Jim Boeheim, Central New York’s native son, and its most famous resident, would never retire like other legendary college basketball coaches. Not like Duke’s Mike Krzyzewski, who was fawned over at every away arena for an entire college basketball season. Coach K went out the way he was supposed to, like the prom queen who never did wrong. The shining beacon who made others better just by being near his light. A person who was beloved by all in the media and treated like royalty.
Not like Ol’ Roy Williams, who went out with the same ‘aw shucks’ mentality that he came in with decades before. Not like Mike Brey, who toasted his career with college students in an Irish bar near the Notre Dame campus.
No, Coach Boeheim would stay true to himself and his persona right up to the very end. So it was that on a drab Wednesday afternoon in drab Greensboro, North Carolina, he announced he might or might not retire to a room full of journalists who wanted nothing more than to see him go out gracefully. But if you know anything about Jim Boeheim, you know he wouldn’t do that. It just isn’t him.
To know how Jim Boeheim has comported himself in front of national media and the biggest crowds in college basketball for decades, you need to understand where he comes from. The area that birthed him and made him famous.
Central New York’s personality is cynical, protective, and grumpy. In many ways, Jim Boeheim IS Central New York. He embodies all the great and not-so-great things about the area.

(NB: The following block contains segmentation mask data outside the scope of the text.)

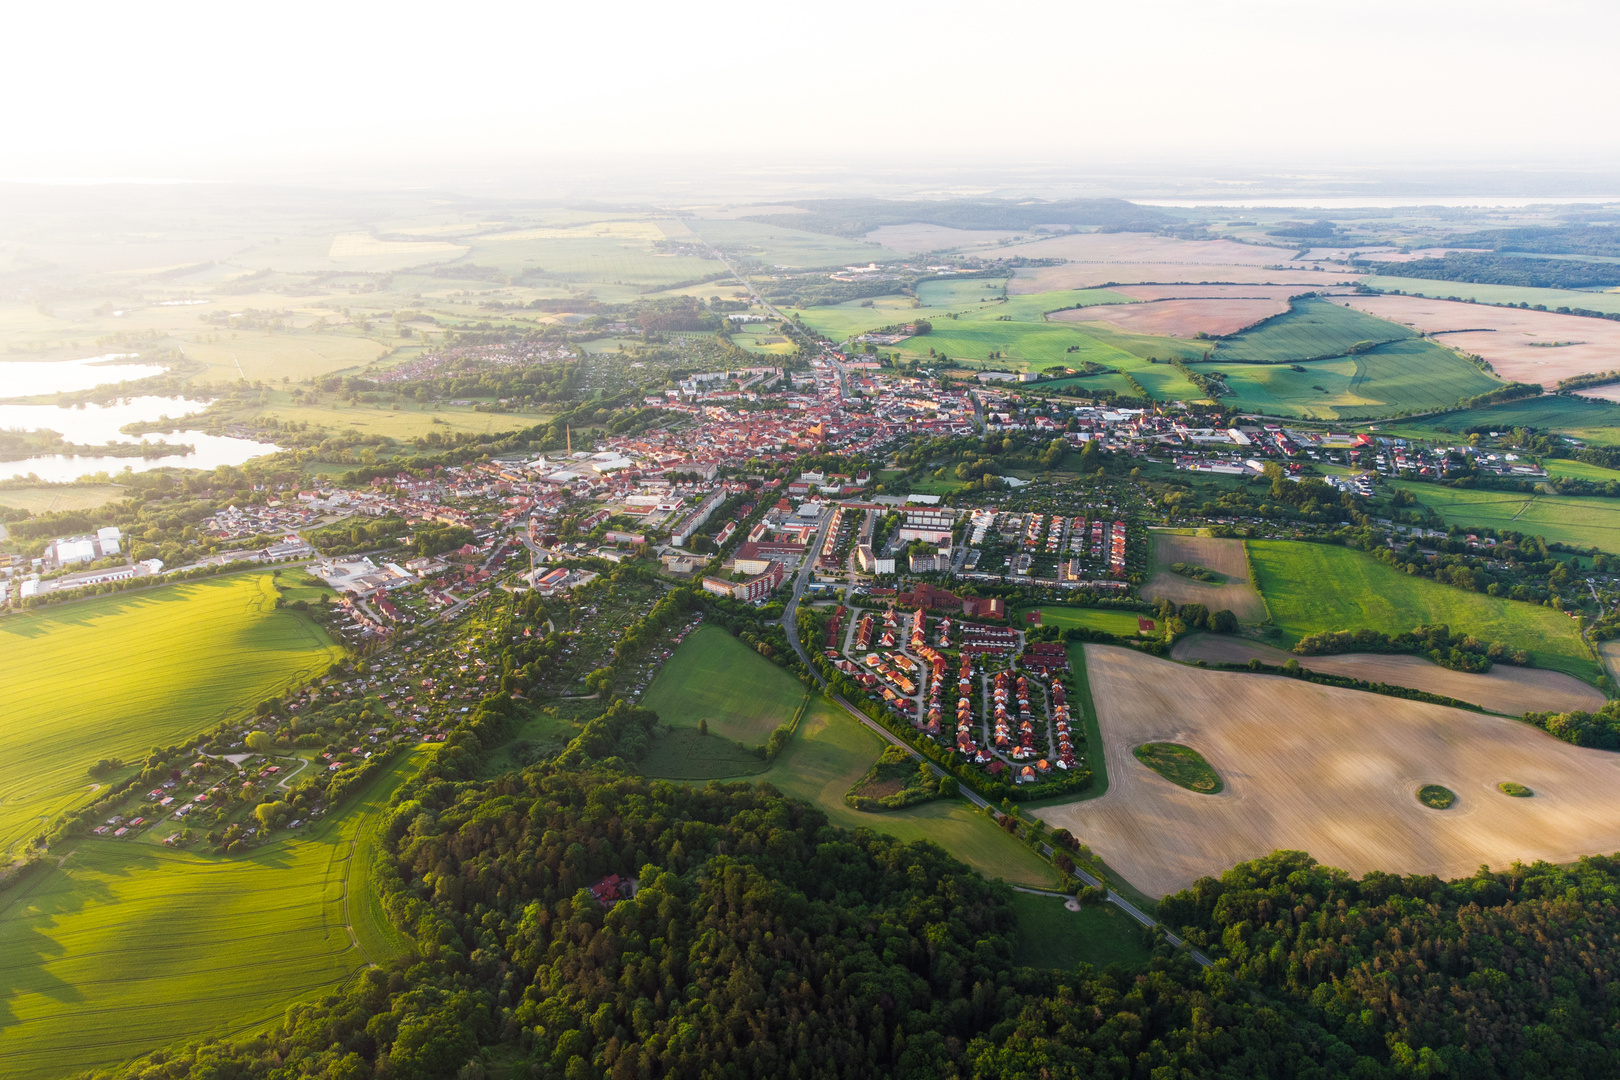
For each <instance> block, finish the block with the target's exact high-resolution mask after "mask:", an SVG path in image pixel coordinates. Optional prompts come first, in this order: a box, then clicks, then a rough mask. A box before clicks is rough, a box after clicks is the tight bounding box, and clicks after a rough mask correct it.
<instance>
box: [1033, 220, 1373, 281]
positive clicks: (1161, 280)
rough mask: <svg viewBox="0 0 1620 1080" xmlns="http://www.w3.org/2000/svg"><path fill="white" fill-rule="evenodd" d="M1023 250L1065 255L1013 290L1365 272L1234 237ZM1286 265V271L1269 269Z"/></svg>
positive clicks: (1114, 234)
mask: <svg viewBox="0 0 1620 1080" xmlns="http://www.w3.org/2000/svg"><path fill="white" fill-rule="evenodd" d="M1017 254H1021V256H1027V257H1030V259H1064V262H1063V264H1061V266H1045V267H1024V269H1019V270H1017V272H1016V274H1014V277H1013V279H1011V280H1009V282H1008V291H1009V293H1014V295H1021V293H1045V291H1050V290H1056V288H1090V287H1097V285H1103V283H1108V282H1124V283H1131V282H1191V283H1196V282H1236V283H1246V282H1267V283H1275V285H1306V283H1307V285H1317V287H1327V285H1333V283H1340V282H1353V280H1356V279H1358V277H1359V275H1356V274H1349V272H1348V270H1345V269H1343V267H1324V269H1322V270H1312V269H1311V267H1307V266H1301V267H1294V266H1286V264H1288V261H1290V259H1291V257H1293V251H1290V249H1283V248H1264V246H1260V244H1241V243H1236V241H1231V240H1197V241H1192V240H1173V238H1170V236H1150V235H1147V233H1076V235H1072V236H1055V238H1051V240H1040V241H1035V243H1032V244H1019V248H1017ZM1278 266H1286V269H1270V270H1268V269H1265V267H1278Z"/></svg>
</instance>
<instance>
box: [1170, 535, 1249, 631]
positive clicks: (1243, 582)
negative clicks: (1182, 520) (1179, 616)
mask: <svg viewBox="0 0 1620 1080" xmlns="http://www.w3.org/2000/svg"><path fill="white" fill-rule="evenodd" d="M1152 536H1153V567H1155V570H1153V576H1152V578H1150V580H1149V581H1147V585H1144V586H1142V596H1145V597H1147V599H1150V601H1157V599H1160V597H1166V599H1171V601H1174V602H1178V604H1204V606H1205V607H1209V609H1210V610H1212V612H1218V610H1221V609H1223V607H1225V609H1228V610H1230V612H1231V614H1233V615H1236V617H1238V619H1241V620H1243V622H1260V620H1262V619H1265V604H1262V602H1260V594H1259V593H1255V591H1254V586H1252V585H1251V583H1249V563H1247V560H1246V559H1244V555H1243V541H1239V539H1217V538H1213V536H1179V534H1176V533H1153V534H1152ZM1176 562H1191V563H1194V565H1199V567H1204V568H1205V570H1213V572H1217V573H1220V575H1223V576H1225V578H1226V580H1225V581H1218V583H1217V581H1196V580H1192V578H1186V576H1183V575H1179V573H1176V572H1173V570H1171V568H1170V565H1171V563H1176Z"/></svg>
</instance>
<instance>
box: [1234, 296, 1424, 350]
mask: <svg viewBox="0 0 1620 1080" xmlns="http://www.w3.org/2000/svg"><path fill="white" fill-rule="evenodd" d="M1408 337H1416V332H1414V330H1413V329H1411V327H1403V325H1400V324H1395V322H1388V321H1385V319H1379V317H1377V316H1369V314H1366V313H1364V311H1356V309H1354V308H1345V306H1343V304H1335V303H1330V301H1327V300H1296V301H1294V306H1293V311H1290V313H1288V314H1281V316H1277V317H1275V319H1270V321H1267V322H1264V324H1262V325H1259V327H1255V329H1254V330H1244V332H1243V334H1236V335H1233V337H1230V338H1225V340H1221V342H1220V343H1218V345H1217V347H1215V356H1213V359H1215V363H1233V364H1298V363H1301V361H1306V359H1322V358H1328V356H1343V355H1345V353H1346V351H1348V350H1349V348H1351V347H1353V345H1356V343H1359V342H1395V340H1400V338H1408Z"/></svg>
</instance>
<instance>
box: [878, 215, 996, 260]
mask: <svg viewBox="0 0 1620 1080" xmlns="http://www.w3.org/2000/svg"><path fill="white" fill-rule="evenodd" d="M1022 235H1024V233H1017V232H1011V230H1006V228H951V227H949V225H923V223H922V222H912V223H910V225H885V227H883V228H873V230H872V232H870V233H867V235H865V236H863V240H868V241H872V243H875V244H883V246H885V248H888V249H889V251H899V253H901V254H922V253H923V251H954V249H957V248H988V246H991V244H998V243H1001V241H1003V240H1011V238H1013V236H1022Z"/></svg>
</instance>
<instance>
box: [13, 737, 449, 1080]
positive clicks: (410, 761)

People in national media and even Syracuse grads from the Northeast Corridor covering him can’t truly appreciate his symbiotic relationship with Syracuse and the surrounding area.
People from Central New York never believe things will turn out well. Optimism is believing winter won’t start until after Halloween.
We are irritated by pomp, self-loathing to a fault, and fiercely loyal and protective of the place we call home. We are not graceful, and we are not classy. We’re always mildly angry and prone to be blunt and truthful despite how it might come across.
Central New York as a community has been beaten down, built up, and then pushed back down again. From mega malls promising an economic revival to a lake so polluted it's taken decades to get it to a point where it’s okay to even swim in it, people here are always ready for the worst and rarely expect the best.
That’s why we love Jim Boeheim so passionately. He’s just like us. So his retirement/non-retirement statements after a dismal loss in a dismal season were, if not expected, certainly not shocking. He’s too prideful to admit it was time to step aside, too sardonic to cave to the journalists pestering him. And most of all, he was too scared to show how much he cared.
Boeheim wears his emotions on his sleeve. That emotion is often dismissive boredom and irritation with those who deign to question his basketball acumen. He is irrationally prickly and thin-skinned when it comes to the local media. He never lets them forget their mistakes and is quick to thrash them in post-game pressers. But that’s not his only emotion.
One only has to look at his press conference after Pearl Washington died. He was close to inconsolable and deeply human at a moment when that’s what everyone in Central New York needed. He cares too much. He cares too deeply. Most of all, he cares about Syracuse University and the program he built over the past five decades.
So to ask this proud, irritable, sarcastic, and grim 78-year-old to announce his retirement in (of all places) Greensboro, North Carolina, was to expect him to put down his shield and be open and vulnerable.
If he had announced what was expected of him, knowing the man and the coach, and where he comes from, I don’t think he could have held it together. I don’t think he would have been able to hold in his emotions. So he deflected and used sarcasm and wry smiles to get through it.
He knew this was it, but he didn’t want to give all of us the satisfaction of seeing him not be who we thought he was for the last 50 years. He didn’t want anyone to see that behind the tartness, and the irascibility of the man was someone who cared for his community, his university, and his legacy almost too deeply.
In the end, coach stayed true to who he was. He is an enigma to outsiders and gave people in Central New York a reason to be proud. He is ours, and as he steps down awkwardly, he does so, representing a community that knows its shortcomings but will NEVER admit it to anyone who is not from here.
As John and Paul once said when Coach Boeheim was finishing up his career as a Syracuse player, “I am he as you are he as you are me, and we are all together.” If you’re not from here, you won’t get it. And frankly, we like it that way. He’s ours in a way most fanbases can’t understand. His good, bad, and ugly sides are what we in this community are. He’s us. And that’s why we love him.